When I first started writing, I had a horrible time with telling, instead of showing (and a weird affection for commas, but that’s a different topic.) It took me a while, and endless patience from my crit partners (thanks again Angie!) to learn the difference. Now, I use the environment to help show the attributes of my characters.

Instead of saying my main character has guts, I’ll describe how she wanders the countryside in the dark, regardless of the two-legged and four-legged critters around, to rescue those she loves.Using a blanket in a field of bluebonnets with a warm spring wind brushing the skin is a powerful image. So is the horror of falling in a tangle of sticker vines when the bad guys are close behind.

On a personal note, I’ve found that if I’m stuck on a scene, it helps to disconnect. I love to grab my writing pad and head outdoors. Sitting on a park bench or handy boulder, without any distractions from the internet or family, helps me focus. One of my favorite fight scenes that I’ve written was influenced by watching a squirrel duke it out with a catbird.

Have a great day, y’all.

Carla Rehse

Carla, thank you for sharing a little piece of your soul with us. It took a lot of "guts".


  1. I was born in Austin, and when you started talking about the bluebonnets (my favorite flower), I had a total flashback of running in the bluebonnet field next to our house as a child. :> Fantastic writing!

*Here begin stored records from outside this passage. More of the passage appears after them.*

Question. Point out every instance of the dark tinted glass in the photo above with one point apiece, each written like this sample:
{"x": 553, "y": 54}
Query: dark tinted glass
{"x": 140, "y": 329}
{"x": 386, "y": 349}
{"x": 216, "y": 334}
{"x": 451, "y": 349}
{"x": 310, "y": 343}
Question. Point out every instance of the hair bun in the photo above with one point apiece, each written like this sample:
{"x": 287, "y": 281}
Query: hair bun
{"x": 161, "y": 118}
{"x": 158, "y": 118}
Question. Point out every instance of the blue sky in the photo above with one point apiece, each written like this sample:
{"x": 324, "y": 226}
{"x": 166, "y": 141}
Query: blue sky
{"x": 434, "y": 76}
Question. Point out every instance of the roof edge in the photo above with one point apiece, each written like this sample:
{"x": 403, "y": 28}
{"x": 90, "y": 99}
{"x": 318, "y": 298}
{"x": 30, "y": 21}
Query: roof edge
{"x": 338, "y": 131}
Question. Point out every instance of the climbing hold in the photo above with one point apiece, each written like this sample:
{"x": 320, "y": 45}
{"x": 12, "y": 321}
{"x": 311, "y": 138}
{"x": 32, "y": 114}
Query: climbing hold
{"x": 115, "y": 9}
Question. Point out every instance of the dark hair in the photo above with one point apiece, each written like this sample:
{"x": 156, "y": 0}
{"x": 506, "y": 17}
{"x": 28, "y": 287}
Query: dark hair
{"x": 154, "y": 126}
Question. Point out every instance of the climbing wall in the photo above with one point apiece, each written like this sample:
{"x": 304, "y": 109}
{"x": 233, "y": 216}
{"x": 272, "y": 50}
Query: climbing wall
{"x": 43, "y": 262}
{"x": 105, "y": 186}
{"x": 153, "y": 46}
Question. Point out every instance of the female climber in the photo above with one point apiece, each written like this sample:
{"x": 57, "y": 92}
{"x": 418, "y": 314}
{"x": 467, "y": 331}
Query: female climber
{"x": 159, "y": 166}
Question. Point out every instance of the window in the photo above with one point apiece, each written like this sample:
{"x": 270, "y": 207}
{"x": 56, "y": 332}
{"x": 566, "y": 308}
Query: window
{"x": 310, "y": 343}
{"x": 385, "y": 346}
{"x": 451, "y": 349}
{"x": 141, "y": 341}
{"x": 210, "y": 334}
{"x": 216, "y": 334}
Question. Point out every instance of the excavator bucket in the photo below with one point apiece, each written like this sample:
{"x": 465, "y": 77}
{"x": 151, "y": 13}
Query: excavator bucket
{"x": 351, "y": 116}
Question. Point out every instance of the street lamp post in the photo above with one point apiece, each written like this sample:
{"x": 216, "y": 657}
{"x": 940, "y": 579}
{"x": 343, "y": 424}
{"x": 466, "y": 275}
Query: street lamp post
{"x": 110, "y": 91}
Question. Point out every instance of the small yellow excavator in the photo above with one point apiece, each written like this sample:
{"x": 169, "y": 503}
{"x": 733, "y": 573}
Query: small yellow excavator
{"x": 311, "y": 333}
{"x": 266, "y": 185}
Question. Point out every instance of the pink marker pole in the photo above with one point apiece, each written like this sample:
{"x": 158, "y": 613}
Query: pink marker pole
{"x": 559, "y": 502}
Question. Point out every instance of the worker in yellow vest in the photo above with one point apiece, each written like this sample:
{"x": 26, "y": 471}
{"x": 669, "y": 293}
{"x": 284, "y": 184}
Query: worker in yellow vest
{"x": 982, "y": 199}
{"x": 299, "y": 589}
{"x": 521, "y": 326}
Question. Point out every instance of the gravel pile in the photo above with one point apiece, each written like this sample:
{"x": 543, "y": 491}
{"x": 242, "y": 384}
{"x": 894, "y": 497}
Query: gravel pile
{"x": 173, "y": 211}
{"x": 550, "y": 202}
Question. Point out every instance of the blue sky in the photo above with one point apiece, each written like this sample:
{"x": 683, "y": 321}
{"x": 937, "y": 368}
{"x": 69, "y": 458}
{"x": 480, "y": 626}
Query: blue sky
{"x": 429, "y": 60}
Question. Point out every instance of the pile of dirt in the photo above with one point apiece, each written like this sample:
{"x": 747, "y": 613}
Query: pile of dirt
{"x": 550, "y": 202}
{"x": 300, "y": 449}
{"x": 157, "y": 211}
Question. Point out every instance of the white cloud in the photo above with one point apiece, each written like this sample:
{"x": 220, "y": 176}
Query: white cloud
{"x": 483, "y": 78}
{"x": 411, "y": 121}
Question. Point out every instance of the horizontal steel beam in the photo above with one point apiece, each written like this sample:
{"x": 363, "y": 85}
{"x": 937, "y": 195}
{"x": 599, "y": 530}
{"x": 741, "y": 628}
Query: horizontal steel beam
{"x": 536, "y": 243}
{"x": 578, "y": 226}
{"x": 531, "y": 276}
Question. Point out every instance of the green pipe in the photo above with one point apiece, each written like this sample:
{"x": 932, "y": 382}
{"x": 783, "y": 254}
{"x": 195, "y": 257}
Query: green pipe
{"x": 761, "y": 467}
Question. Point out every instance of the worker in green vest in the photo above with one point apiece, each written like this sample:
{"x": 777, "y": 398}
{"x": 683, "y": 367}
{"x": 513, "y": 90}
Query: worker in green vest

  2. Great post! I have to say, I'm the same way. If I feel disconnected, I have to head outdoors. It kind of gives you a better understanding of everything. The way the wind moves through the trees, the scents on the air, etc.

    And Angie is absolutely fabulous!

  3. Thanks Blakely and Rebekah!

    They are predicting a wonderful bluebonnet season this year in Central Texas. I can't wait.

    Thanks again, Angie!!

  4. Yay, Carla! Your writing is lovely--I know this from reading a chapter or two of your work. Show vs. tell is something most writers struggle with. I had this problem too, when I first started writing, but I've since learned to distinguish one from the other. Your advice and examples are spot on, and very helpful.

  5. I love how you use your environment. I certainly see it in your writing and it makes for great details.